Clinical Trial Details
— Status: Active, not recruiting
Administrative data
NCT number |
NCT05430308 |
Other study ID # |
INT/IEC/2018/000151 |
Secondary ID |
|
Status |
Active, not recruiting |
Phase |
N/A
|
First received |
|
Last updated |
|
Start date |
April 18, 2022 |
Est. completion date |
April 30, 2023 |
Study information
Verified date |
September 2022 |
Source |
Postgraduate Institute of Medical Education and Research |
Contact |
n/a |
Is FDA regulated |
No |
Health authority |
|
Study type |
Interventional
|
Clinical Trial Summary
Medical thoracoscopy is the preferred procedure for performing pleural biopsy in patients
with pleural effusions that remain undiagnosed after pleural fluid analysis. Surgical site
infections (SSI) and empyema are among the important complications of the procedure.
At author's center, povidone-iodine is used for surgical site preparation during MT. The
investigators hypothesized that chlorhexidine-alcohol would be superior to povidone-iodine in
reducing the rate of infectious complications following thoracoscopy. In this study, the
authors propose to investigate the efficacy of chlorhexidine-alcohol scrub in preventing post
procedural infectious complications in subjects undergoing medical thoracoscopy
Description:
Medical thoracoscopy is the preferred procedure for performing pleural biopsy in patients
with pleural effusions that remain undiagnosed after pleural fluid analysis. Unlike
video-assisted thoracoscopic surgery that is performed under general anesthesia and single
lung ventilation, medical thoracoscopy is performed under conscious sedation and local
anesthesia. Medical thoracoscopy is generally a safe procedure, albeit with a small risk of
complications. Surgical site infections (SSI) and empyema are among the important
complications of the procedure. Author's center is a tertiary care referral hospital; the
majority of the patients are referred to the authors' center late in the course of their
illness. In fact, most patients have had several thoracenteses, and many patients have
pleural adhesions. The authors have observed a significant incidence of post procedural
infections (7.8-10%) in previous studies. In a recent RCT, investigators have demonstrated
that the prophylactic use of antibiotics did not reduce the incidence of SSI. Since the
patient's skin is a major source of pathogens, it is conceivable that improving skin
antisepsis would decrease surgical-site infections. The aim of preoperative skin preparation
is to reduce the risk of SSIs by removing soil and transient organisms from skin. Antiseptics
have the ability to bind to the skin's stratum corneum that results in persistent chemical
activity on the skin. A SSI occurs when the number of bacteria at the incision site overcome
the hosts immune defense mechanism. The Centers for Disease Control and Prevention (CDC)
recommends that 2% chlorhexidine-based preparations be used to cleanse the site of insertion
of vascular catheters. However, the CDC has not issued a recommendation as to which
antiseptics should be used preoperatively to prevent postoperative SSIs.

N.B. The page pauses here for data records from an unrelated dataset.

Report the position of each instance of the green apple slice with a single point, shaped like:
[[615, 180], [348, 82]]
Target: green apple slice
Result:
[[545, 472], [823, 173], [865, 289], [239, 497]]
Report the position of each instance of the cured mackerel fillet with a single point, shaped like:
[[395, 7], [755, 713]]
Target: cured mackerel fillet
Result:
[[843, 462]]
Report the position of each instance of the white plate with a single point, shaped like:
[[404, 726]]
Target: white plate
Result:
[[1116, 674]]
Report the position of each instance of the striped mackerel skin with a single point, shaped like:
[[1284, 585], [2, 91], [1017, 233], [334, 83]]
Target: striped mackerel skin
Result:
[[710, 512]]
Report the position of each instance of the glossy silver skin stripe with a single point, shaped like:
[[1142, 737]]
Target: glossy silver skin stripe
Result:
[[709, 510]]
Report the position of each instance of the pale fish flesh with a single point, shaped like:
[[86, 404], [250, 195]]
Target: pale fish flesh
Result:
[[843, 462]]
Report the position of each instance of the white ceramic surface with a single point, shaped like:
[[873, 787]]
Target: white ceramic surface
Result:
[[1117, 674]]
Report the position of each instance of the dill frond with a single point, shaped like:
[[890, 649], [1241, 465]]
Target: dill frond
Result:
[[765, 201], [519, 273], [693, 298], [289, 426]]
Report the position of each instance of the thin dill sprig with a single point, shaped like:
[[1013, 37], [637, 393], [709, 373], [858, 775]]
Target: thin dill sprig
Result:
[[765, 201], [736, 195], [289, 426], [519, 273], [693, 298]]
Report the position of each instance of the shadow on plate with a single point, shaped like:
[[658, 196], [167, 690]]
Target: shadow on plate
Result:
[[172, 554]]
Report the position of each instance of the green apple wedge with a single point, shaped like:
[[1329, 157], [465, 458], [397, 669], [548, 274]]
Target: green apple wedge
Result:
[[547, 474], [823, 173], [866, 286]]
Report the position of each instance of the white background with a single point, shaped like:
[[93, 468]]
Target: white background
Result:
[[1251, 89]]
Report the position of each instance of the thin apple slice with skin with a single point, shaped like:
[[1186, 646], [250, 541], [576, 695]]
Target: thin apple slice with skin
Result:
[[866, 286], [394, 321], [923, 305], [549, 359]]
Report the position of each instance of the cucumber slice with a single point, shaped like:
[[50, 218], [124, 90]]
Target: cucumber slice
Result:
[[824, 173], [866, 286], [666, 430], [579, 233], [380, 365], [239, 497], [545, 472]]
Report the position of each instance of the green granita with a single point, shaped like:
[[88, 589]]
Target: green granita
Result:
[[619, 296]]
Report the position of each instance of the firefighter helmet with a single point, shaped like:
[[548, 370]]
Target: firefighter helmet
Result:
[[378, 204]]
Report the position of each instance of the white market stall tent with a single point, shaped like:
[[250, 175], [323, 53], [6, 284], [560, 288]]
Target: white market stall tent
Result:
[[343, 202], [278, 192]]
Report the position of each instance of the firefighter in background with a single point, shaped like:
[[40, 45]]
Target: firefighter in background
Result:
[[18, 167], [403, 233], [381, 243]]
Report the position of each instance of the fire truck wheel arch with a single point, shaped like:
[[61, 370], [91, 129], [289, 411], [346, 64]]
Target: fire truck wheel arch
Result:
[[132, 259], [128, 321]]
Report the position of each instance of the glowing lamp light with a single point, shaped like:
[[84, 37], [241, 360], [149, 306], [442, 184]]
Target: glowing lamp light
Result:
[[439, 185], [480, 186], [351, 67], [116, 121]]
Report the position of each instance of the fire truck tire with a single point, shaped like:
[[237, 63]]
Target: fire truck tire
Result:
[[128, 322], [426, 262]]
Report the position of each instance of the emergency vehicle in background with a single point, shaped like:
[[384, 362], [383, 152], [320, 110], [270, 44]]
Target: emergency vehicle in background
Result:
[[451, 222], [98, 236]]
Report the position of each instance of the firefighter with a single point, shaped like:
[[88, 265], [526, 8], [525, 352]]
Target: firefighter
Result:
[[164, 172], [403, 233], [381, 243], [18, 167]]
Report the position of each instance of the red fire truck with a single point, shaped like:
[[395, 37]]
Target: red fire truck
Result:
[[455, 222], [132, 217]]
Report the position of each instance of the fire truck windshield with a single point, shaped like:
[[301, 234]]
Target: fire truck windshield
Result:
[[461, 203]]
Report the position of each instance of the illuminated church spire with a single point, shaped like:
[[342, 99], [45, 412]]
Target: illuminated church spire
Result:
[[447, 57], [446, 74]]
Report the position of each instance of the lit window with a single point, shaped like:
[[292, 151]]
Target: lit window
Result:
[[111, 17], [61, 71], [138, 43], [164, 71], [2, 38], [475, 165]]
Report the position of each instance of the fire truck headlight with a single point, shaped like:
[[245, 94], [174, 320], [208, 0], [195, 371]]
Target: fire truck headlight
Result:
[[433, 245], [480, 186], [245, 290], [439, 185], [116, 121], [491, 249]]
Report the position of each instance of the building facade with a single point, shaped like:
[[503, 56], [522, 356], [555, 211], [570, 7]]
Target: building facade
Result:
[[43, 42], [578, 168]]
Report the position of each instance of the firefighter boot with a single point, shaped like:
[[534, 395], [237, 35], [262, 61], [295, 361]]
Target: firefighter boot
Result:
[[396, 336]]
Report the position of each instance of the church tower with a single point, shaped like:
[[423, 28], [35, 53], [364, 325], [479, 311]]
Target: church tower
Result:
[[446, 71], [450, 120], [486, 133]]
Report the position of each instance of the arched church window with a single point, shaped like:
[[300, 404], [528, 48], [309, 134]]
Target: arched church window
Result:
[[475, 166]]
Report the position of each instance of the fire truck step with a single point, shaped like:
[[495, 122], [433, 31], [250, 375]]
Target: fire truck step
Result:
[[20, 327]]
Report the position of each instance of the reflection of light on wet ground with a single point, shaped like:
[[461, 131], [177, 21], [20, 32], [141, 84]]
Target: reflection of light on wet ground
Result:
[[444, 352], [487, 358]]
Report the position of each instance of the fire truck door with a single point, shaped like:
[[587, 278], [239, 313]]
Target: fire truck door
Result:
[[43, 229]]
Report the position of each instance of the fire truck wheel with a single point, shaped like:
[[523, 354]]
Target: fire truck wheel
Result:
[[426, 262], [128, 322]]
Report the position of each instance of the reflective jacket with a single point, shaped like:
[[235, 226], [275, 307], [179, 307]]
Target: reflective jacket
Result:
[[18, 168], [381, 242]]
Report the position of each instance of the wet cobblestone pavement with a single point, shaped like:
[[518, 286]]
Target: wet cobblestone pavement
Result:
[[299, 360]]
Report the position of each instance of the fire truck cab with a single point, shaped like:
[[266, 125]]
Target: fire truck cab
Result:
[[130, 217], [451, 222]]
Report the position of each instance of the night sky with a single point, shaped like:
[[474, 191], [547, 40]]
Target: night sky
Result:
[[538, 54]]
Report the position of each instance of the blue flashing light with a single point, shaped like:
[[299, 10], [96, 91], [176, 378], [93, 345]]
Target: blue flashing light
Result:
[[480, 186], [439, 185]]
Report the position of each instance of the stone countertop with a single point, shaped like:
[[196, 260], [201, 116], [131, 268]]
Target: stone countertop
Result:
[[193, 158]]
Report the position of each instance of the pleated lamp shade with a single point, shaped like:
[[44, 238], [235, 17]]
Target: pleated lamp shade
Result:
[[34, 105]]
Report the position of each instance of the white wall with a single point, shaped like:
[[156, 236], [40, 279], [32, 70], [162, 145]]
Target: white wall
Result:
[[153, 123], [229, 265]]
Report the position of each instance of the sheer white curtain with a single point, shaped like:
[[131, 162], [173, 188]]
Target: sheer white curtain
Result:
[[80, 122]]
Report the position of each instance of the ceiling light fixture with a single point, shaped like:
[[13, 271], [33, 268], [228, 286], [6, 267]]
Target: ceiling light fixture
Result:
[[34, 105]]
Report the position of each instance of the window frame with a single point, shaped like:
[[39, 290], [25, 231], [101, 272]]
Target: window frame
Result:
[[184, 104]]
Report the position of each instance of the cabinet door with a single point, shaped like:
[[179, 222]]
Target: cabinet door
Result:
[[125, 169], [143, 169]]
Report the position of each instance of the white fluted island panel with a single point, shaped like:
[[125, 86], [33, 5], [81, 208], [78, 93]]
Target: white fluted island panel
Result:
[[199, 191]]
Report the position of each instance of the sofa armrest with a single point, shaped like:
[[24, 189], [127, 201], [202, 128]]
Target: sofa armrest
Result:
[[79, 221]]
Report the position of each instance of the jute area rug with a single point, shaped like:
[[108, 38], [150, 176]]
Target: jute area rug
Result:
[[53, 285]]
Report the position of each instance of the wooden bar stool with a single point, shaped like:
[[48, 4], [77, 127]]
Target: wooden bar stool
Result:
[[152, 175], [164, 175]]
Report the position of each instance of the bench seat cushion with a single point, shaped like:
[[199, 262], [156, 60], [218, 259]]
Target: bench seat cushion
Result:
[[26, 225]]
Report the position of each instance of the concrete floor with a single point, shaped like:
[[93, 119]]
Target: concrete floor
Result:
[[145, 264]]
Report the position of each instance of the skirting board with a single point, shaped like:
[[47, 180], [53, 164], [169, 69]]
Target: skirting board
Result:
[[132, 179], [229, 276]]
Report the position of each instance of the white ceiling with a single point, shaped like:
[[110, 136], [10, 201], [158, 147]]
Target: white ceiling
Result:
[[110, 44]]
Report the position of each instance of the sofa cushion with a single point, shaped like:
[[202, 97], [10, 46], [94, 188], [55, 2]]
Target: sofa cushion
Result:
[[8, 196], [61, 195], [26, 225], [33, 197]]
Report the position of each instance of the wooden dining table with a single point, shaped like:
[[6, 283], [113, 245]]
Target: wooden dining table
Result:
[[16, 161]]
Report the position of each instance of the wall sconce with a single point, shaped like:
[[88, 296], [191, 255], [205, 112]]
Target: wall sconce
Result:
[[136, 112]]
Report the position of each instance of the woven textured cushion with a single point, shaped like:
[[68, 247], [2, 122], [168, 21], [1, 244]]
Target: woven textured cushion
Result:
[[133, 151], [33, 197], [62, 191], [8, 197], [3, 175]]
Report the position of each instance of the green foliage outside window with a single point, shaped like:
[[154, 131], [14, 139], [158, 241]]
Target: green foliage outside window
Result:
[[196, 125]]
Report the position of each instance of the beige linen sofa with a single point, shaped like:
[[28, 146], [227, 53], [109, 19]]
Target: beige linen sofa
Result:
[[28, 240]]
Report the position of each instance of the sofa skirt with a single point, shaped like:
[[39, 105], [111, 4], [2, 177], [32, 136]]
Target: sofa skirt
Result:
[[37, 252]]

In a previous RCT comparing preoperative cleansing of the patient's skin,
chlorhexidine-alcohol was found to be superior to cleansing with povidone-iodine for
preventing surgical-site infection after clean contaminated surgery. However, in a pooled
analysis of 13 RCTs comparing surgical site preparation for clean surgeries, no clear benefit
could be demonstrated of either agent for preventing SSIs. Also, no published randomized
studies have examined the effect of one antiseptic preparation over another on the incidence
of surgical-site infection during medical thoracoscopy. A recent guideline on medical
thoracoscopy has no mention about the preferred agent for skin preparation during MT. At the
author's center, povidone-iodine is used for surgical site preparation during MT. The authors
hypothesized that chlorhexidine-alcohol would be superior to povidone-iodine in reducing the
rate of infectious complications following thoracoscopy. In this study, the investigators
propose to investigate the efficacy of chlorhexidine-alcohol scrub in preventing post
procedural infectious complications in subjects undergoing medical thoracoscopy.